John was sitting in his favorite chair on a Sunday morning, waiting for his weekly phone call from his mother and father, ten states away. For years, these conversations were the highlight of his week and when away on business or vacation or otherwise unable to have these chats, he missed them dearly. His family had always been a close one but his respect for and love of his own parents had deepened since he and his wife became the proud parents of twin daughters, now seven years old.
The phone rang and John answered with his typical humor. After a brief chat with both parents separately, John heard a click on the line while talking to his father.
"Your mother just got on the line," his father said when John asked about the sound. "This isn't a subject anyone likes bringing up, but your mother and I want to ensure that everything is in place for our funerals."
John shuddered at the thought of losing his parents and he was nearly brought to tears as he envisioned their services and committing them to the earth. He tried to laugh off the subject but his mother was firm.

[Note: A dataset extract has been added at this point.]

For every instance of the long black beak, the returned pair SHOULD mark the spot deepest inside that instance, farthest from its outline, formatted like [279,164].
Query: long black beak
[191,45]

"John, we've already spoken with the funeral director at the funeral home here. All the arrangements are made. Your father and I have no plans on going anywhere soon but we don't want to leave you with a burden. We'd also like our desires to be known. We've picked out our caskets, our cemetery plots and stated the kind of services we'd each like. For instance, I want a room full of flowers and your father would like his service to be held in a park."
"Really," John asked, starting to see their point.
"We're not going to make our passing any harder on you than it will be," his father chimed in. "Having planned all these things already and put money into a care for the living trust, we are allowing you the space to move through the grief process without stress."
John smiled as he looked at his own beautiful wife and their lively children.
"I didn't want to talk about this because it scared me. But, now, I totally see why you're doing this. Thank you. I do feel better."
"We do too," his mother said. "We love you."
"I love you guys, too," John said. Already, he was less afraid about something he never wanted to think about. He felt better knowing he could relax and enjoy their living time more.